OMAHA, Neb. (KMTV) — Sudden Infant Death Syndrome (SIDS) is the unexpected death of an infant under the age of one and affects thousands each year.
“Sudden Infant Death Syndrome, sometimes it’s called sudden unexpected infant death, those are both terms we use to describe babies who are found not breathing and die in their sleep,” said Children’s Hospital Vice President and Medical Director Dr. Melissa St. Germain.
“With a SIDS baby, it’s not a planned event at all, there’s nothing that can save that — It’s going to happen. There’s a lot of different theories about it...there’s not a definite reason at all, it’s typically a healthy, well-baby," said Nebraska Department of Health and Human Services (DHHS) Maternal Infant Health Program Manager Jackie Moline.
SIDS is the leading cause of unexpected death in children between one month to one year of age. According to doctors, there’s no definite reason it happens and there’s no specific pattern.

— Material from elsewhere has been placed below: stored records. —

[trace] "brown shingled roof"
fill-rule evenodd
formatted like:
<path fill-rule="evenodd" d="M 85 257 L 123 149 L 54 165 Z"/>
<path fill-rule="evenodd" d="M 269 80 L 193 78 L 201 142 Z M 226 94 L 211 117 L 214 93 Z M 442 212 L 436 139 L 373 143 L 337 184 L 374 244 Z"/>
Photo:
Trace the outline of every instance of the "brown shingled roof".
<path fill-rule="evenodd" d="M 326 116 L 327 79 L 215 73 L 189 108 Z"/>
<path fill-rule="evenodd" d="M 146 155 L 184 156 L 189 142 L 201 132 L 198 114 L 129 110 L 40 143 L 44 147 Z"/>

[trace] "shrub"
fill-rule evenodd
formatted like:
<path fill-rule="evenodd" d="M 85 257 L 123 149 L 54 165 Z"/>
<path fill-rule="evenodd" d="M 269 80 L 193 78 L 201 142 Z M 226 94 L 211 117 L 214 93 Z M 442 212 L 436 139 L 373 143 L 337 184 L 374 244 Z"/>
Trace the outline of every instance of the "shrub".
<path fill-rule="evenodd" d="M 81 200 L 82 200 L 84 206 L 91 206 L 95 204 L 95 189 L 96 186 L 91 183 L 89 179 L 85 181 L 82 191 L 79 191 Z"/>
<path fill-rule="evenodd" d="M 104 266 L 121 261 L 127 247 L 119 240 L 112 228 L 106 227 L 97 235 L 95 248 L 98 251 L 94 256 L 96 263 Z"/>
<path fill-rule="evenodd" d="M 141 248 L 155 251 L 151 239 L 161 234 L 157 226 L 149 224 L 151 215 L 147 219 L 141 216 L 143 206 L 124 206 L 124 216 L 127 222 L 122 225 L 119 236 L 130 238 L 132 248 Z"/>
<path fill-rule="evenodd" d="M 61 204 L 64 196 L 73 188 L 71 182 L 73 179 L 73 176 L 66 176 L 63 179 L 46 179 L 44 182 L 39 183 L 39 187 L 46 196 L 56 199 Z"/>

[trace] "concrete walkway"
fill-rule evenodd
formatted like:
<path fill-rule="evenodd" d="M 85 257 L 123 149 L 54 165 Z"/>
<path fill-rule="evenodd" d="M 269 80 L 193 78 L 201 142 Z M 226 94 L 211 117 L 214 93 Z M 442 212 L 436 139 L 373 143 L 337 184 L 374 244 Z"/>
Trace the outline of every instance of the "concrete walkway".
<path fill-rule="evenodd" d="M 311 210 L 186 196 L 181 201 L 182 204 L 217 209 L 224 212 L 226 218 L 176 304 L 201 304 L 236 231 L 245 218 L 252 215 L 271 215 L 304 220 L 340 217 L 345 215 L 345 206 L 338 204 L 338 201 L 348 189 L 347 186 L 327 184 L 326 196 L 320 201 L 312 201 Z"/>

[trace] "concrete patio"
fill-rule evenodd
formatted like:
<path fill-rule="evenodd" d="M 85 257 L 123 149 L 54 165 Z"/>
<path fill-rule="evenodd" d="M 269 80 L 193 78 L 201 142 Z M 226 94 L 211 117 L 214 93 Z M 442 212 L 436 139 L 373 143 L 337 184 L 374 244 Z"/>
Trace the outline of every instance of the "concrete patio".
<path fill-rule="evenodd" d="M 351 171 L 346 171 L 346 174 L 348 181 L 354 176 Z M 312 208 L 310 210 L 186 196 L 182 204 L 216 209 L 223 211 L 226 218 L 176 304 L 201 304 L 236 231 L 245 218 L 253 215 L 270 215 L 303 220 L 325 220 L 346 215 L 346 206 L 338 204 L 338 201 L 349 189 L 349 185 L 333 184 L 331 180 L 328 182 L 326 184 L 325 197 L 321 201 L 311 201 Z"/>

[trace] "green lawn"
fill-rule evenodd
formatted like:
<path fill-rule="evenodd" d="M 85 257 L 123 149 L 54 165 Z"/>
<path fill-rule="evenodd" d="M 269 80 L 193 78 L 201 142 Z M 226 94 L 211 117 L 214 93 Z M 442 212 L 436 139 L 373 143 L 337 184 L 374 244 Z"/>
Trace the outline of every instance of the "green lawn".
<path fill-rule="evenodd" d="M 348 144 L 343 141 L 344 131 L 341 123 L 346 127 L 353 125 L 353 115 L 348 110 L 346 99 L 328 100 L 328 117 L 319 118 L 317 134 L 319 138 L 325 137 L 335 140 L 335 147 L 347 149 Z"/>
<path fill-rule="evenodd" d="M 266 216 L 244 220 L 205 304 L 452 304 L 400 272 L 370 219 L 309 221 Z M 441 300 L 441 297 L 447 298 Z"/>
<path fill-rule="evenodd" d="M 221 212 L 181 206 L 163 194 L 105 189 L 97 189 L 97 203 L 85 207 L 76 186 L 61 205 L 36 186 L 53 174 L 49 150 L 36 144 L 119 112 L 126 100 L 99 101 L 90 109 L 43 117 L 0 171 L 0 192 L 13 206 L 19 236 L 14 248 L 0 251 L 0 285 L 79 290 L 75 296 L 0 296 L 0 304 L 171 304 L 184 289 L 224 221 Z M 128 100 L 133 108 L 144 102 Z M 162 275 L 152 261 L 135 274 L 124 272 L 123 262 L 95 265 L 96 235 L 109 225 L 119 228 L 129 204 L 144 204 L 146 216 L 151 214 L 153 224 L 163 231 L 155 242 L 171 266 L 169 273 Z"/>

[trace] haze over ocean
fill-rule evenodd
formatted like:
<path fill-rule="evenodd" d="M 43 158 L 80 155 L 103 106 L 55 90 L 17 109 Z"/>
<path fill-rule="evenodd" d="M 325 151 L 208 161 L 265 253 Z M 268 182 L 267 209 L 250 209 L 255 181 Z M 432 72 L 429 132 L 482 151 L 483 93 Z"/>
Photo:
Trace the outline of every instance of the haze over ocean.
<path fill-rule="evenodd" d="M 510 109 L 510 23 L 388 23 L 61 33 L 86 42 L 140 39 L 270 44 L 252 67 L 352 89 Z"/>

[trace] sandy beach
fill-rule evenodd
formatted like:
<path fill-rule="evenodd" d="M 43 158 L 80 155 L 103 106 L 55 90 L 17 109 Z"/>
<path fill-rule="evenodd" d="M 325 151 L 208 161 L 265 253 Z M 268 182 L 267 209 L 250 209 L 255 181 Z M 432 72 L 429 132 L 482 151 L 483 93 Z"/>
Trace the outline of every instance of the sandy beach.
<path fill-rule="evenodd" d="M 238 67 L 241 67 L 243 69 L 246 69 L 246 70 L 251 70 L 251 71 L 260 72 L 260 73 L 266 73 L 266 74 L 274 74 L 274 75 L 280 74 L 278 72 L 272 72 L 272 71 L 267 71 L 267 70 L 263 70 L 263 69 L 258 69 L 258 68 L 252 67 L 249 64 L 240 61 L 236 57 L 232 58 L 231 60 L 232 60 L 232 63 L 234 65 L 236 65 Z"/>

“When babies stop breathing, sometimes it’s because they re-inhale enough of their exhalations. So you end up rebreathing the same air over and over again and it doesn’t have as much oxygen and eventually, that can tell your brain not to breathe anymore,” said St. Germain.
But there are things parents can do to try and best prevent it. Doctors advise parents to follow the ABCs of sleep.
“Place the baby alone on their back in their crib, so all the ABCs of safe sleep and being alone in the crib. So not sharing with a sibling or sleeping with your baby in your own bed. The baby should be on their back definitely and the crib should be in the mom’s room, but not in their same sleep area and that includes sleeping on the couch or a sofa chair or even sleeping in their car seat,” said St. Germain.
Other risk factors include smoke.
Nebraska’s Department of Health and Human Services partners with hospitals across the state in an effort to decrease infant mortality through the Safe Babies Campaign.
When the program was developed, the department noticed there was different education happening from hospital to hospital.
Fifty-three “champion hospitals” are now certified through the state’s campaign with consistent education on safe sleep. Health officials urge everyone, not just parents, to be aware of the dangers of SIDS.
“We want all of our newborns to celebrate their first birthday. Everything we can do, we can prevent or decrease the chance of SIDS and anyone can help do that,” said Moline. “Grandparents, an auntie, whoever you are taking care of that baby, you need to know the ABCs of safe sleep.”